2. Energy. There are a few types of semiconductors that would work, but none of them are practical for packaging in an IC and they all use relatively significant amounts of power. Unfortunately, the clouds are too thick for solar panels to work, and if you try to use an RTG to generate power, now you have two problems.

The most likely practical concepts for a long duration lander on Venus call for wind power and mechanical analog computers.


Not a lander but NASA has 2 potential Venus missions in their proposed Discovery missions! [0]

In regards to why not a lander: I would guess it's because it's not really necessary? Orbiters (like the proposed ones above) can gather all of the science that's really necessary to study a planet like Venus. Landers are useful to study more micro-scale science to, for example, search for life (see the Mars rovers/landers and the proposed Europa lander). And orbiters are significantly cheaper and easier to make. Landing on Mars is really really really hard! I can assume it would only be harder on Venus.

[0] https://www.nasa.gov/press-release/nasa-selects-four-possibl...


Landing on Venus is actually fairly easy; the atmosphere is so thick that even with a minimum of parachutes, a lander will touch down at a comfortably slow velocity. The hard part is keeping it cool enough to function; all the Soviet landers used a phase-change material to cool them, which worked for a little while until it had all changed phase at which point they rapidly overheated. Keeping a lander operating for more than a couple hours is a very difficult engineering challenge for that reason.


> Landing on Venus is actually fairly easy; the atmosphere is so thick that even with a minimum of parachutes, a lander will touch down at a comfortably slow velocity.

Doesn’t the thick atmosphere also mean a lot more mass to slam into at orbital speed when starting to enter it? Seems like it’s a double edged sword.


The upper layer of the atmosphere are not denser than the upper layer of the earth atmosphere, so it does not make aerocapture more difficult. It’s just that the atmosphere is “deeper”: going down, it starts thin, and then gradually densifies until reaching earth conditions at around 50km, then you keep going down in thicker and thicker atmosphere, which means you don’t need big parachutes.


There were a number of Soviet missions that deployed a balloon-based probe to Venus. These were called the "Vega" missions (https://en.wikipedia.org/wiki/Vega_program).

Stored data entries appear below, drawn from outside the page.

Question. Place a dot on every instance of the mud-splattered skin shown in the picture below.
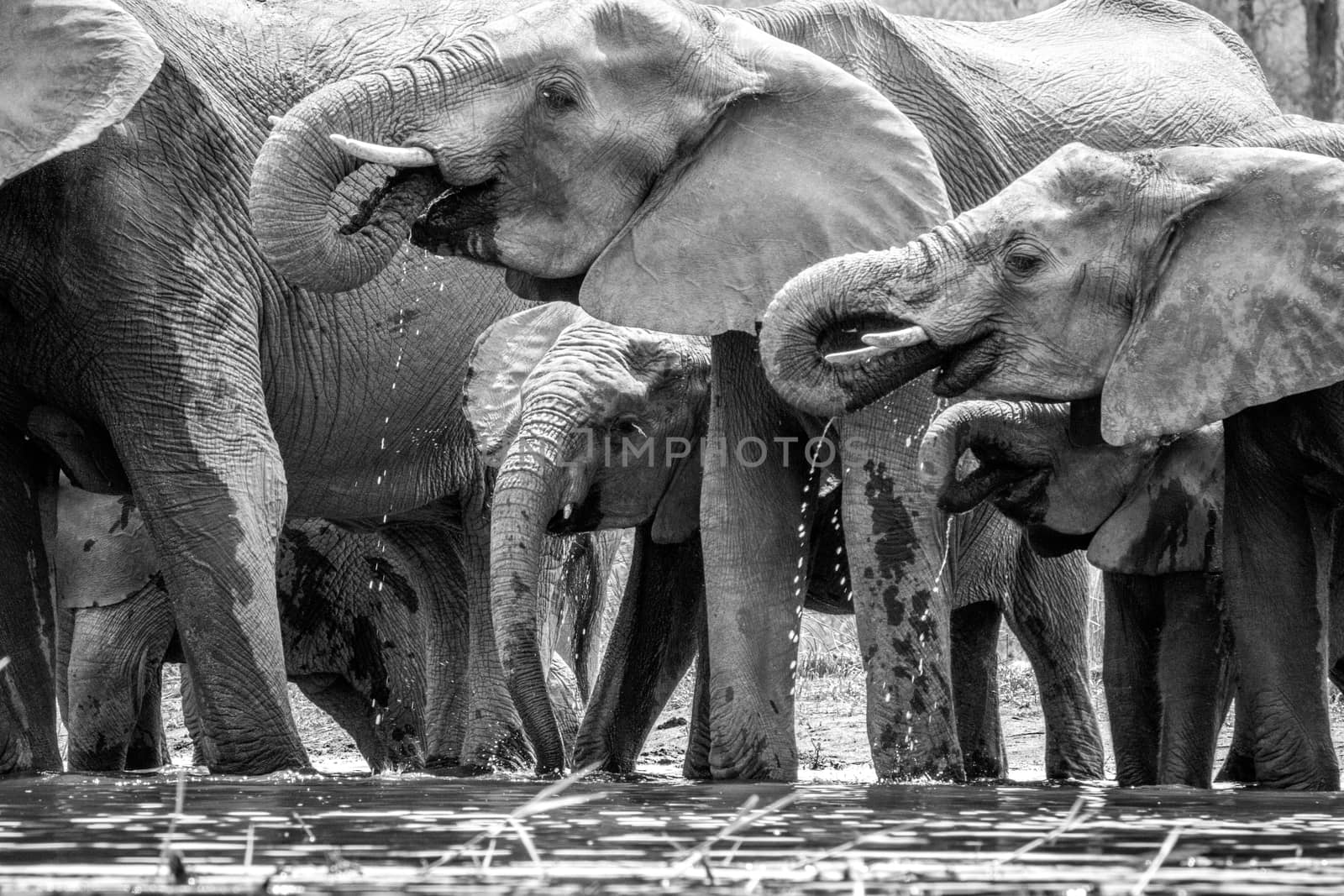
(349, 618)
(1179, 286)
(136, 302)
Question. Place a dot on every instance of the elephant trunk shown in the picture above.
(295, 214)
(528, 492)
(812, 343)
(999, 434)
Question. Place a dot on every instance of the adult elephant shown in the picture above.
(353, 622)
(672, 164)
(1148, 515)
(1180, 286)
(185, 369)
(597, 426)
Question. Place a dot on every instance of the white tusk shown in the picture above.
(857, 356)
(396, 156)
(897, 338)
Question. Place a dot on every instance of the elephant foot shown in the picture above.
(1240, 768)
(984, 765)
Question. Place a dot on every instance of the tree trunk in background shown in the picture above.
(1250, 29)
(1321, 33)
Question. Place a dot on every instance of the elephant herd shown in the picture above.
(349, 342)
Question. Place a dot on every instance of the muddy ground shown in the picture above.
(832, 741)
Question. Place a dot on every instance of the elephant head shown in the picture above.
(1182, 285)
(591, 426)
(676, 163)
(1147, 508)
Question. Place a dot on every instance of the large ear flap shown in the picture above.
(503, 358)
(67, 70)
(1173, 521)
(679, 510)
(811, 165)
(1247, 302)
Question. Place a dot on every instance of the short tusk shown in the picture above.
(897, 338)
(857, 356)
(396, 156)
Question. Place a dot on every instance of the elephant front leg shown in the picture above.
(1050, 620)
(651, 647)
(1189, 673)
(1276, 594)
(116, 654)
(27, 610)
(756, 512)
(974, 680)
(1129, 674)
(900, 600)
(212, 490)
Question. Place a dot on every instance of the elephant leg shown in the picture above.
(696, 763)
(27, 607)
(900, 600)
(1277, 591)
(756, 512)
(1050, 618)
(212, 490)
(116, 654)
(349, 707)
(192, 715)
(649, 651)
(1135, 609)
(974, 687)
(148, 747)
(1189, 672)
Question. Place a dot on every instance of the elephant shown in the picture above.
(659, 161)
(584, 443)
(1173, 289)
(351, 622)
(150, 348)
(1148, 516)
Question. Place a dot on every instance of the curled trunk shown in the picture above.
(826, 309)
(999, 434)
(299, 170)
(526, 496)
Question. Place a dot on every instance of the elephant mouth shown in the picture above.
(1008, 485)
(573, 519)
(843, 343)
(460, 222)
(1048, 543)
(968, 364)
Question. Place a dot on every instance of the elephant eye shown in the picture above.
(557, 97)
(627, 426)
(1023, 264)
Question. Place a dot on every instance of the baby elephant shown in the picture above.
(1148, 515)
(595, 426)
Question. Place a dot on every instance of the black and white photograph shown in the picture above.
(647, 446)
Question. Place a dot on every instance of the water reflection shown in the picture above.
(351, 833)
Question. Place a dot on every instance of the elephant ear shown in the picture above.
(1173, 521)
(679, 510)
(806, 164)
(67, 70)
(1245, 300)
(503, 358)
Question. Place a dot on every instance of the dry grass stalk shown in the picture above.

I think that's more practical. At a high enough altitude, one doesn't have to deal with extreme pressure and temperature-- just sulfuric acid as rain?


Question: why has the US not attempted to land on Venus?

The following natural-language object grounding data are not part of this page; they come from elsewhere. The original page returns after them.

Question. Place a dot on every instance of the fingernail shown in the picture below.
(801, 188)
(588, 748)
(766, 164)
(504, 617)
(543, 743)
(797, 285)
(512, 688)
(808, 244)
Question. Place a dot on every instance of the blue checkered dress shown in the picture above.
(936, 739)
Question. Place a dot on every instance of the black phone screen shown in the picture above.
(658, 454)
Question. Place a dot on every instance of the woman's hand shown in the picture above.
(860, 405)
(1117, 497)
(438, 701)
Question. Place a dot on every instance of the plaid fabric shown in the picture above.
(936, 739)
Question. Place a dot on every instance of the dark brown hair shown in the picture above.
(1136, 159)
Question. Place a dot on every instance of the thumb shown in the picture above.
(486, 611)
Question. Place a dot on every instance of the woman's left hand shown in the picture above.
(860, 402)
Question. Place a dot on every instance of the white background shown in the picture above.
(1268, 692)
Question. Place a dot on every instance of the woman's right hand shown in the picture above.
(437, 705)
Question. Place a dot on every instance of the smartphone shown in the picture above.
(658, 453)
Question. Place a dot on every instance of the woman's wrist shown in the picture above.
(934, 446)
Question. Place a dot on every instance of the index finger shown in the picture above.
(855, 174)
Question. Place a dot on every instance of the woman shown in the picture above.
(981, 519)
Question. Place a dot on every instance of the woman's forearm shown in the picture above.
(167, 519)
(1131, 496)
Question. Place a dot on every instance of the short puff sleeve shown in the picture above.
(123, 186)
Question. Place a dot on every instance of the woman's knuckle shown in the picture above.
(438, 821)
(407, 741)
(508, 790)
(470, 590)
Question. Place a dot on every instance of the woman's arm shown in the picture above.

I'm glad the USA didn't. That left them more $$$ to spend on Mars and other projects.

For the most part the "space race" was over when the USA landed on the moon. So wouldn't it make more economic sense if the various space-faring nations did different things? E.g. it was the ESA that sent Rosetta to Comet Churyumov–Gerasimenko.


Money itself isn't the issue; copying from another website, NASA's budget for 2020 is $22 billion which represents 0.48% of all U.S. government spending (compare that to $705 billion for military spending combined).

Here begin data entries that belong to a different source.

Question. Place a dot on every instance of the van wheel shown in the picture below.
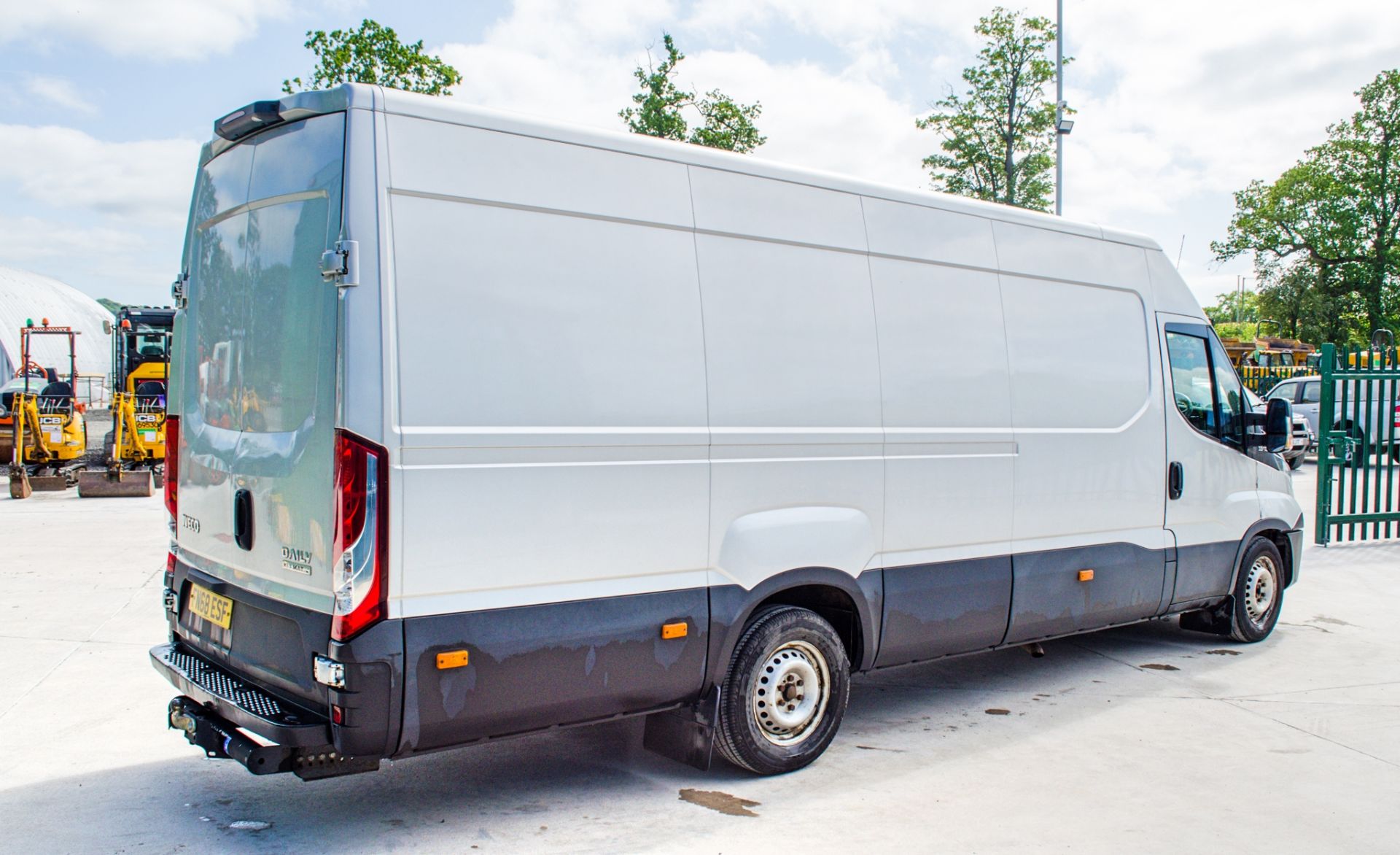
(786, 692)
(1259, 592)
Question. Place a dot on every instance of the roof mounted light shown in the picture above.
(248, 120)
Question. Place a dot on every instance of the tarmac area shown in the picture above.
(1143, 739)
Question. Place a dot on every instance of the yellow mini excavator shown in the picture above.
(135, 450)
(48, 435)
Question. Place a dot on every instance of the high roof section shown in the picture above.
(24, 296)
(447, 109)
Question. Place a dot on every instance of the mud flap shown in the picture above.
(1210, 620)
(685, 735)
(123, 482)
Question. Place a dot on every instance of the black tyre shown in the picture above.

Should be put somewhere on archive.org I guess, along with many other similar tapes.


Lots Of Copies Keeps Stuff Safe


Ah yes, the famous LOCKSS principle. Quite true. Probably contacting Jason Scott[0] could set it on motion.

[0] @textfiles on twitter



Unfortunately the threadreader version does not load the images (at least in Firefox), which makes it useless for an image-heavy tweet thread like this.


I had the same issue until I’ve disabled my adblocker.


I still think a Venus colony would be super cool and maybe more viable than mars given the available energy and gravity... this just seems so cool https://youtu.be/bcHkWKp9e4Y

A cloud city


5 vehicles, 4 (5?) crew transfers? Not to mention some "interesting" environmental conditions. Yeah, it's definitely cool, but wow would it be a complicated mission.


Fantastical job has done! Maybe there are other non-digitized materials from any past missions, which could be digitized?